Rock star Mike Rutherford, a Loxwood local, has thrown his weight behind a campaign to protect woodland in the rural West Sussex village in which he lives.
Proposals to build a clay pit and landfill recycling plant in the village of Loxwood have prompted the Genesis and Mike and the Mechanics guitarist to speak out about the devastating impact the plans could have on the local community and environment.
Loxwood Clay Pits Ltd wants to extract clay and build a construction materials recycling facility in a 300-acre woodland crossed by public footpaths and bridleways in a project lasting 33 years.
Rutherford, who was elected to the Rock and Roll Hall of Fame in 2010, has lived in Loxwood for the past 40 years and said he feared the plans would “destroy the countryside and woodland”. He added: “The change locally would be so incredibly bad that I think it’s important we try and stop it.”
The plans have met with huge local opposition, with campaigners arguing that the area is a greenfield site with established native woodland that provides an invaluable wildlife habitat.
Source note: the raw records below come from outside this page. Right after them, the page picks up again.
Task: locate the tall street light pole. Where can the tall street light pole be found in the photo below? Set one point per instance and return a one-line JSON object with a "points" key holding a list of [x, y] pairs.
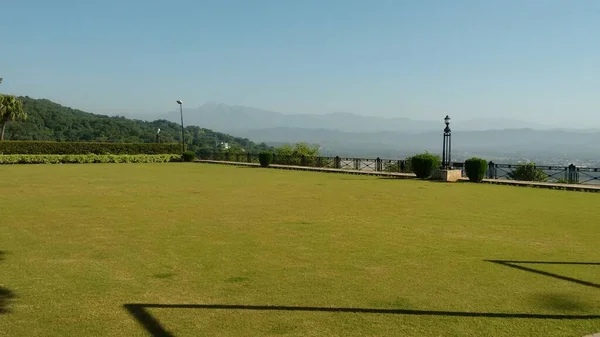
{"points": [[182, 136], [447, 144]]}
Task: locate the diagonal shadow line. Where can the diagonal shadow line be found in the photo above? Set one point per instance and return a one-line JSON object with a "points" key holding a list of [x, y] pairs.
{"points": [[513, 264], [546, 262], [153, 326]]}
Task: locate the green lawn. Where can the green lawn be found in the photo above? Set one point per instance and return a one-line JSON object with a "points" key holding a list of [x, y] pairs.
{"points": [[82, 241]]}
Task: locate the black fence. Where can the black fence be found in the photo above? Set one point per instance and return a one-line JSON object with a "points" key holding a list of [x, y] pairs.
{"points": [[558, 174]]}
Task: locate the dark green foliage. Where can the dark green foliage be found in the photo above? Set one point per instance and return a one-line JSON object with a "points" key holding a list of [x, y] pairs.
{"points": [[398, 166], [188, 156], [86, 158], [476, 169], [265, 158], [51, 121], [425, 164], [528, 172], [47, 147]]}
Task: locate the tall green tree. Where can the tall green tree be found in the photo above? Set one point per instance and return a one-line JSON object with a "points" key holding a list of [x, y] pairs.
{"points": [[11, 109]]}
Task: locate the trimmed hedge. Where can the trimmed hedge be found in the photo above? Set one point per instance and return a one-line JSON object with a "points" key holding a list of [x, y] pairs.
{"points": [[476, 169], [424, 164], [188, 156], [47, 147], [86, 158], [265, 159]]}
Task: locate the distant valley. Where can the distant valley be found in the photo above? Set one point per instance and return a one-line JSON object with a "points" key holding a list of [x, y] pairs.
{"points": [[348, 134]]}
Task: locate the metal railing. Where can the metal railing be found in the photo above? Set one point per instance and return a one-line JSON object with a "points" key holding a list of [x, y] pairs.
{"points": [[551, 173]]}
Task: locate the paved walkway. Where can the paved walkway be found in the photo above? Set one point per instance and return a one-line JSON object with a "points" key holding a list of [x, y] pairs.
{"points": [[569, 187]]}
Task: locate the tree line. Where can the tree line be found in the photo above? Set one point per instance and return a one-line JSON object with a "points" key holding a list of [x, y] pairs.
{"points": [[41, 119]]}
They have also raised concerns about the increase in lorry movements on a large number of rural roads if the proposals were to go ahead. Most recently seen plans show two routes into and out of the site to reach the lorry network.
An action group ‘Stop Loxwood Clay Pit’ has been formed from the local community to fight the proposals and an online petition objecting to the clay pit has already been signed by more than 4,000 people. The group has garnered support from those living in Loxwood as well as neighbouring villages of Alfold, Rudgwick and Wisborough Green, and set up a website www.stoptheclaypit.org.
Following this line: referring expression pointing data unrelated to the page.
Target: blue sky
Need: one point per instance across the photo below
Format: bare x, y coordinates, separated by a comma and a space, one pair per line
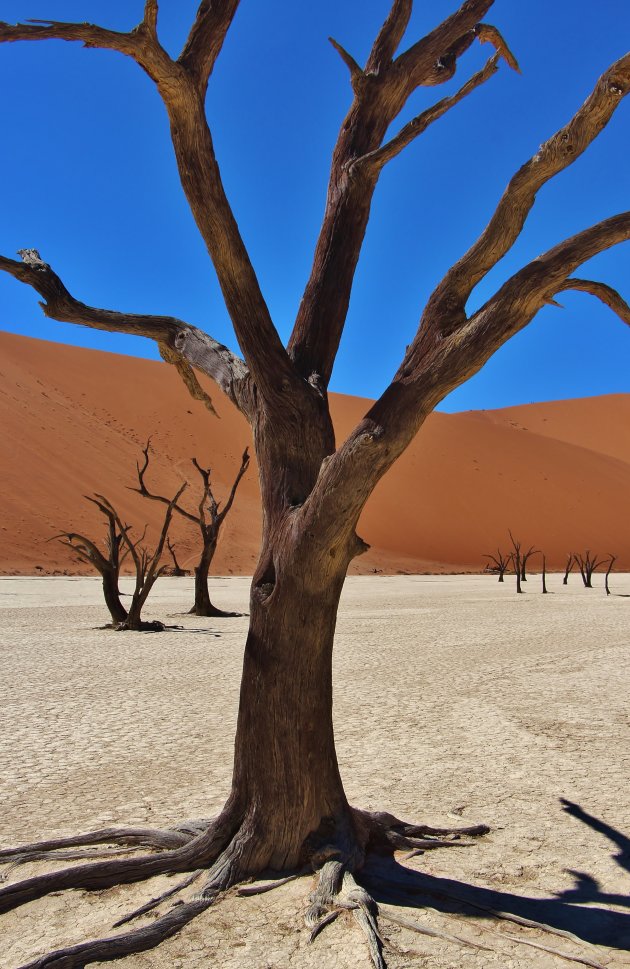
89, 179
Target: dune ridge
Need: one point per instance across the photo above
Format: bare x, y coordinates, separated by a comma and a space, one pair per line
73, 422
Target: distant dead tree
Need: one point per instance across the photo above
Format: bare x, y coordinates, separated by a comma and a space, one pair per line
517, 561
109, 564
498, 563
177, 569
587, 564
208, 519
569, 566
524, 557
147, 564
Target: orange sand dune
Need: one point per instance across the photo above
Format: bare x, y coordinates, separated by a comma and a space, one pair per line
73, 422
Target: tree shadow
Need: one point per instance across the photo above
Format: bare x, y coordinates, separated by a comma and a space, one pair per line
390, 881
587, 888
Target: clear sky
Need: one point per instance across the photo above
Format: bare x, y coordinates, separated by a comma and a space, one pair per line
89, 179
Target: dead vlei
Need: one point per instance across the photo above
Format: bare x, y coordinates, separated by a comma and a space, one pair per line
287, 807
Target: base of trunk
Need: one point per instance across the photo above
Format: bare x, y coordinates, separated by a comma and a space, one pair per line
225, 851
Dr Jill Sutcliffe, an environmental scientist, added: “This is an important area for wildlife and a Biodiversity Emergency was declared last year. We must look after what we have and encourage more wildlife, not remove habitat so we have less.”
At a recent public consultation webinar, the agent for Loxwood Clay Pits Ltd, ProTreat Ltd, described the proposals as “small” and dismissed claims they would impact locals and wildlife.